Step 12: Mounting the Planets
With everything else assembled, the planets can be put in place. A few helpful notes:
- From small to large, the balls are: Mercury, the Moon (both the same size), Mars, Venus, Earth, Saturn (with the ring) and Jupiter.
- The planets are mounted: Mercury, Venus, Earth with moon, Mars, Jupiter and Saturn. If you needed this note to remember the proper order, shame on you.
- Mercury, the Moon, Venus and mars have 2mm shafts. Earth, Jupiter and Saturn have 3mm shafts.
- The shafts can be secured in their gears using a small drop of super glue.
- In the previous step the moon ring and the earth should have been aligned. All other planets should have clearance.
- If the planets do not have the clearance to move past one-another, the arms can be slightly bent.

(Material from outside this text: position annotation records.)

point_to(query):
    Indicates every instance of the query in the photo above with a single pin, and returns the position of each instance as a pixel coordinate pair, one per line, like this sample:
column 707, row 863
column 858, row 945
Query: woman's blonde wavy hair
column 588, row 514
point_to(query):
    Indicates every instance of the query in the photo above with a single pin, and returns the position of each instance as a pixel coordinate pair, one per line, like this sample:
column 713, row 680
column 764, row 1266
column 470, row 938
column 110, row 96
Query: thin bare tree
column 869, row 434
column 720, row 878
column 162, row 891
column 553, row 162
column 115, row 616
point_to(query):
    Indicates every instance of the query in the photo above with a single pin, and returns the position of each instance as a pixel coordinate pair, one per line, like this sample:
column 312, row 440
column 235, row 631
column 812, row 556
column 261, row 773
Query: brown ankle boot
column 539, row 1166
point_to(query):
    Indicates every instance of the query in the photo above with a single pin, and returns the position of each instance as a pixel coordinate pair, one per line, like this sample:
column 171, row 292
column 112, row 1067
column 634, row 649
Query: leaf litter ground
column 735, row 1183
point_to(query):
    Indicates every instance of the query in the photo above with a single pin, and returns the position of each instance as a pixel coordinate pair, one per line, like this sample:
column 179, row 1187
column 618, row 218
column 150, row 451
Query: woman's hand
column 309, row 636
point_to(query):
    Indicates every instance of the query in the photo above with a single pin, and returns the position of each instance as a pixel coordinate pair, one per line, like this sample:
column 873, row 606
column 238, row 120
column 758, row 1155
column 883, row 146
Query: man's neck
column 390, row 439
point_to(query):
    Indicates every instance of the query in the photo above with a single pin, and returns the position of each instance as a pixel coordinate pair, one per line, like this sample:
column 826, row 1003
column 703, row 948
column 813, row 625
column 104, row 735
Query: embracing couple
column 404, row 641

There is not much else to this step.
Step 13: Appreciate It
Now enjoy a finished orrery. All in all I think the orrery came out really well. Apart from the moon it was really easy to assemble and the printing time was less than I initially expected. I think that without the moon ring this would be a nice project for someone who got the basics of 3D printing and now wants something really cool to make. I will keep mine on display somewhere on my bookshelf. With the USB, I can easily power it every now and then without worrying about damaging it.
Now for some future ideas. Obviously I could make an orrery with ALL the planets and ALL the moons, spinning. Maybe add Ceres, Pluto, the asteroid belt. But while some of those things might actually be cool, others will be overly complicated for no apparent reason. There is one thing though, and the image above gives it away.
This project is an orrery, but originally, this was planned to be a Tellurion, or a Sun-Earth-Moon orrery. A Tellurion is an orrery with only the sun, the earth and the moon, but way more accurate than they are portrayed in my orrery.
The sun spins, the earth spins around the sun, the earth rotates with the tilt it has for real. The moon spins around the earth the way it does for real and if you want to make it really cool, the moon's tilt shifts the way it does in the real world.
My initial idea was that with only 3 bodies the Tellurion would be simpler than the orrery. Boy was I wrong. While there are fewer bodies, their relative motions are way more complicated. The earth actually makes 366,25 rotations for every 365,25 days. The extra rotation comes from the earth also spinning around the sun. This is just one of the things to keep in mind and after a day of design, I had a headache.
So maybe some other time will I make a Tellurion to sit next to my Orrery. For now, I will enjoy my Orrery by itself.
Thanks for reading this Instructable.